Aap Aadmi Party convenor Arvind Kejriwal on Monday met Delhi Lieutenant Governor Najeeb Jung to stake claim to form a government in the national capital.
'I told the L-G the AAP is ready to form government. He told me that he will send the proposal to the President and will get back after his direction,' Kejriwal said.
The date for the swearing-in ceremony will be decided after directions from the President and Ramlila Maidan will be the venue, he said.
He added that the AAP's 28 MLAs will take outside support of Congress' eight MLAs to form the government.
Earlier, the AAP said that it will form the government in the national capital with the outside support from the Congress party after it conducted a referendum to seek public opinion ending weeks of political uncertainty.
'We were called by the Lieutenant Governor to discuss government formation on December 14. We had sought time to take a decision as ours is a party of common people and we want to their views,' said Kejriwal after the two-hour meeting of the political affairs committee.
'We got responses from the citizens through website, phone calls, SMS and by holding public meetings and most of them favoured government formation by AAP,' Kejriwal said at AAP's office at Kausambi in Ghaziabad.
Read more: Here's how Kejriwal became the little, big man of Indian politics Read more: Arvind Kejriwal - The small man dominating the big picture
Party leader Manish Sisodia said that 74% people in Delhi favoured AAP forming a government and of the 280 jan sabhas held across Delhi, 257 responded with an yes for the party.
'We got 6,97,310 reactions through SMS and the internet and after culling duplicate numbers and IDs we recieved opinions from 5,23,183 people.

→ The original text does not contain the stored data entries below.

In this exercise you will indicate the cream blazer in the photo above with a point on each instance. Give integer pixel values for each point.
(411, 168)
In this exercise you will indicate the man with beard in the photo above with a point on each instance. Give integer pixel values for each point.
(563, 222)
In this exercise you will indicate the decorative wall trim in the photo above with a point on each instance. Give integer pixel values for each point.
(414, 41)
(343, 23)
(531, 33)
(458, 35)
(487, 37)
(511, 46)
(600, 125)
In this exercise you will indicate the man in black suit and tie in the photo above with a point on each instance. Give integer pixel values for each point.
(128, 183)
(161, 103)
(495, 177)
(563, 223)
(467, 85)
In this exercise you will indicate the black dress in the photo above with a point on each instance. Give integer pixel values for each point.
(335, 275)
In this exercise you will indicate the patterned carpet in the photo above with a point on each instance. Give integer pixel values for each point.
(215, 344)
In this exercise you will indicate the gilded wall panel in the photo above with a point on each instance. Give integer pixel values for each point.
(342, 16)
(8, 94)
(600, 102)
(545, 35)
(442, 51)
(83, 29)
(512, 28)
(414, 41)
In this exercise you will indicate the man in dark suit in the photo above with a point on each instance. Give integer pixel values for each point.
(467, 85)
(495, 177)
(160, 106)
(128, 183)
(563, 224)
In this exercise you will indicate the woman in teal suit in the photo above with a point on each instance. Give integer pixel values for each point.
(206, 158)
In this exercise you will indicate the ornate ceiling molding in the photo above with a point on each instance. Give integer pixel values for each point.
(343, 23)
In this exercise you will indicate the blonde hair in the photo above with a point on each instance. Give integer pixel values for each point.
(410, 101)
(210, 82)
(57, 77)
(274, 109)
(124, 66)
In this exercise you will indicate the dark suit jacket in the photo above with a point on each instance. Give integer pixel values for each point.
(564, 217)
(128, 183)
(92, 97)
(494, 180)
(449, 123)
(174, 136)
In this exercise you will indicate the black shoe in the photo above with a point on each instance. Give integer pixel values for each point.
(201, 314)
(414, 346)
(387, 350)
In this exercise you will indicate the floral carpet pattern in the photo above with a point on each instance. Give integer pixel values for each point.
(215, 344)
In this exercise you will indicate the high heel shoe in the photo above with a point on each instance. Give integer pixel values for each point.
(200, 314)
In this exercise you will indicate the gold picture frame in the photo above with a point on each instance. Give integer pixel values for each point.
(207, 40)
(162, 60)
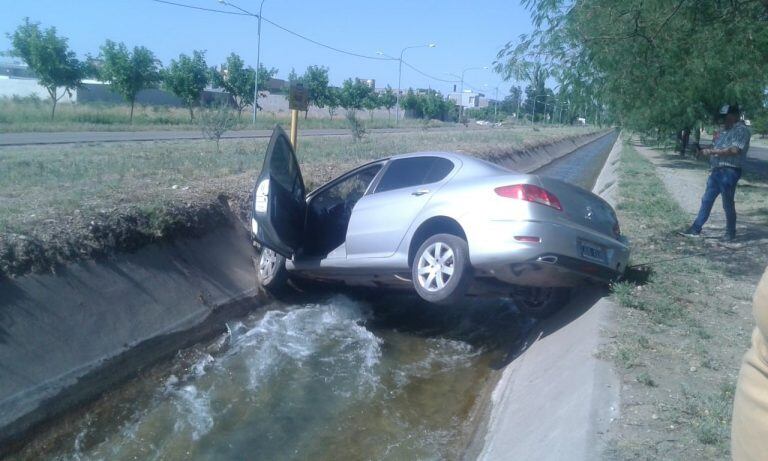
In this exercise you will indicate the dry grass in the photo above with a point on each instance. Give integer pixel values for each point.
(62, 202)
(684, 326)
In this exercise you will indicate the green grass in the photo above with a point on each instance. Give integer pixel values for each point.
(710, 414)
(31, 115)
(678, 339)
(51, 195)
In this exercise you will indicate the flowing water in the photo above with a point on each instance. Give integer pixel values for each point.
(324, 376)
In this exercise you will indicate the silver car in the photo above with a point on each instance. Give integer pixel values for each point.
(443, 224)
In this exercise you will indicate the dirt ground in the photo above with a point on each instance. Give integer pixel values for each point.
(88, 201)
(686, 318)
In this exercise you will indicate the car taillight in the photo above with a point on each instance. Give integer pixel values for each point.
(530, 193)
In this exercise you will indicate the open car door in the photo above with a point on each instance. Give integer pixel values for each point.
(279, 200)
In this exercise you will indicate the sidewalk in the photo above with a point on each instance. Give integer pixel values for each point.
(686, 179)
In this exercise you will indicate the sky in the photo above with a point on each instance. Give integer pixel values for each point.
(467, 34)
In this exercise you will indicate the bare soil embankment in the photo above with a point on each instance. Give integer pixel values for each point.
(79, 314)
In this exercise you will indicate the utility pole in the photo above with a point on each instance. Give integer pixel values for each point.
(400, 75)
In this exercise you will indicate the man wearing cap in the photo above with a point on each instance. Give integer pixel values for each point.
(725, 159)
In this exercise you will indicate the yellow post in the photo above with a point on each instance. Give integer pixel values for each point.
(294, 128)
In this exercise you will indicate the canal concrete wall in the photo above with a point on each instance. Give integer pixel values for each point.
(558, 398)
(68, 336)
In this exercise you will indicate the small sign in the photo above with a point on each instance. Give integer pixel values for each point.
(298, 97)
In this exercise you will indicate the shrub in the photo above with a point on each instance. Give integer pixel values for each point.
(216, 121)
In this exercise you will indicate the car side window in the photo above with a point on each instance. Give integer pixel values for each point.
(283, 167)
(415, 171)
(348, 191)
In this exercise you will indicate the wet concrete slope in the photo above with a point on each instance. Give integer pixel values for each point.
(68, 336)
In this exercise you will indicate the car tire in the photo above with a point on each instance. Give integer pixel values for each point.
(541, 302)
(271, 273)
(441, 272)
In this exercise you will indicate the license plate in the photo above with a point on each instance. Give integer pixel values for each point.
(592, 252)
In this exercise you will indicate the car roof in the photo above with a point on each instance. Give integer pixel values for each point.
(470, 163)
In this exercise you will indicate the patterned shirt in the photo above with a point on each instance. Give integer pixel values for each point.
(737, 136)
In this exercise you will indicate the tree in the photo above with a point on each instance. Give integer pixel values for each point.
(49, 57)
(264, 76)
(353, 94)
(216, 121)
(237, 80)
(293, 77)
(651, 65)
(128, 72)
(315, 80)
(371, 103)
(187, 78)
(429, 105)
(410, 103)
(333, 100)
(388, 100)
(512, 102)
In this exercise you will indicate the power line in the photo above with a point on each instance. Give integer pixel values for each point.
(192, 7)
(430, 76)
(303, 37)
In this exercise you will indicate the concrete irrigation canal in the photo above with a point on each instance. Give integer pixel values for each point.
(321, 375)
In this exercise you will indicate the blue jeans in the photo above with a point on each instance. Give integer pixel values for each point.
(722, 181)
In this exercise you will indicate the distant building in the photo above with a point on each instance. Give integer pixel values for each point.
(468, 99)
(369, 82)
(276, 85)
(15, 69)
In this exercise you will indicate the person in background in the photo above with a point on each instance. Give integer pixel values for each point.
(725, 159)
(749, 423)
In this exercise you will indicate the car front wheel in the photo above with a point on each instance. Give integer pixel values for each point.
(441, 272)
(272, 274)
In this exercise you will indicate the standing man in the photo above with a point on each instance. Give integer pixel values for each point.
(725, 159)
(749, 429)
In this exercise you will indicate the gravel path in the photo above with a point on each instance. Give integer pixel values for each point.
(687, 186)
(686, 180)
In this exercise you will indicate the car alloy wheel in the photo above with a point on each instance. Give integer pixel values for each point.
(436, 266)
(541, 302)
(272, 274)
(441, 272)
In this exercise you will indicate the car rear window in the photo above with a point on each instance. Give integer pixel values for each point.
(415, 171)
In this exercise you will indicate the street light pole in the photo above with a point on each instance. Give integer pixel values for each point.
(400, 75)
(258, 51)
(461, 95)
(258, 63)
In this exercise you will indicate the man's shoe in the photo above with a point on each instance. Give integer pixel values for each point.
(690, 232)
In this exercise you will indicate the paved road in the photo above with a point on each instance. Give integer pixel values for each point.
(22, 139)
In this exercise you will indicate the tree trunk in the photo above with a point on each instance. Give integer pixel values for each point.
(52, 93)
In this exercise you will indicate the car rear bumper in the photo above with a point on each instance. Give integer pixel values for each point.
(499, 250)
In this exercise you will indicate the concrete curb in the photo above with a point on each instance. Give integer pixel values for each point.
(69, 336)
(555, 400)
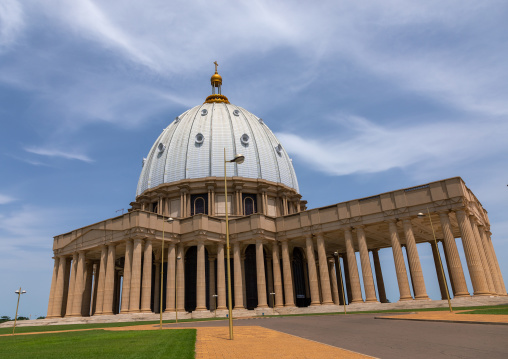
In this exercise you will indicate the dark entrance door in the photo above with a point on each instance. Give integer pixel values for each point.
(251, 286)
(301, 299)
(191, 278)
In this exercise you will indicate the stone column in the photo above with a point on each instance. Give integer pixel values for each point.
(200, 277)
(87, 291)
(180, 279)
(52, 290)
(490, 260)
(453, 259)
(221, 277)
(311, 265)
(126, 284)
(354, 278)
(260, 270)
(157, 288)
(474, 264)
(413, 258)
(338, 277)
(72, 281)
(447, 260)
(368, 279)
(333, 281)
(400, 267)
(323, 270)
(238, 276)
(244, 288)
(78, 285)
(483, 256)
(146, 285)
(347, 279)
(95, 286)
(439, 273)
(102, 280)
(135, 290)
(494, 257)
(59, 288)
(379, 277)
(213, 302)
(277, 279)
(107, 308)
(269, 278)
(288, 277)
(171, 278)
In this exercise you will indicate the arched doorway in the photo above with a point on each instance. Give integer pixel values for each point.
(191, 278)
(301, 299)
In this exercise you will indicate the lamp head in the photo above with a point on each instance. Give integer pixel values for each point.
(238, 159)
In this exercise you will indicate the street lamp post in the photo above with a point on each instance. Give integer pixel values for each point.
(176, 291)
(421, 215)
(169, 220)
(341, 282)
(239, 160)
(18, 292)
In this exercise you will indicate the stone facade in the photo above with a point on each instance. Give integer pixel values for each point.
(282, 255)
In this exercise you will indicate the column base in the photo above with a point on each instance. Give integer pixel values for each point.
(405, 299)
(462, 294)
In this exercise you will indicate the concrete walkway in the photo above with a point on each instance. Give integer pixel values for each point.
(453, 317)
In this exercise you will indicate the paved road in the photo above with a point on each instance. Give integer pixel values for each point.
(391, 338)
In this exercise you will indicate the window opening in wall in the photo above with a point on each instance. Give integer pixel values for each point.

Out of which 2,65,966 are from Delhi and 1,97,086, that is 74%, said that the party should form a government.'
Sisodia said that Kejriwal, under whom the party won 28 seats in the 70-member Delhi assembly, 'will be the chief minister'.
'We fought the elections under his leadership and it is the opinion of all the 28 MLAs that he (Kejriwal) will be chief minister (of Delhi),' said Sisodia.
The December 4 'Fulfil promises' elections had thrown up a hung assembly in Delhi with the Bharatiya Janata Party (BJP) emerging the largest party with 32 seats (including one seat for ally Akali Dal) and AAP winning 28 with the Congress reduced to just eight in the 70-member assembly.
After the BJP decided not to form the government, AAP was invited to form the government and the Congress offered to help it reach the magic figure of 36 seats.
AAP told L-G Jung that it needed 10 days' time to decide its course of action and then held what it called a referendum asking the public if it should take outside support from the Congress to form the government.
Congratulate Arvind Kejriwal for being given an opportunity to serve the State of Delhi as CM. I am sure he would fulfil his promises.
- digvijaya singh (@digvijaya_28) December 23, 2013
Outgoing chief minister and Congress leader Sheila Dikshit wished the AAP good luck and asked the party to fulfil the promises it made to the people.
'We have not promised unconditional support to AAP. It is for their programmes, let's see if they deliver,' said Dikshit, who was defeated by Kejriwal in her New Delhi constituency by over 25,000 votes.
Dikshit said that her party has always talked of outside support.
AAP seeking Cong help a betrayal of people's verdict: Harsh Vardhan
'Our support is dependent on their performance. I hope he can fulfill his promises. We were aware that it is impossible to fulfill those promises.'
BJP accused the AAP of 'betraying the people of Delhi' after the party's decision to form a minority government with outside support of the Congress.
'The AAP fought the election on the anti-corruption plank and now they have taken support from a party that has been completely rejected by the people of Delhi. This proves that AAP is hungry for power,' Harsh Vardhan said.
'This is a betrayal of the wishes of the people of Delhi,' he added.
Criticising the AAP for holding the referendum, Harsh Vardhan said the opinion of a few hundred cannot supersede the mandate of lakhs of people.
'Around 70% of the people of Delhi had given their mandate and chosen their representative and now you go out on streets and ask some hundreds of people to give a mandate that is an insult to the real dimension of democracy,' the BJP leader said.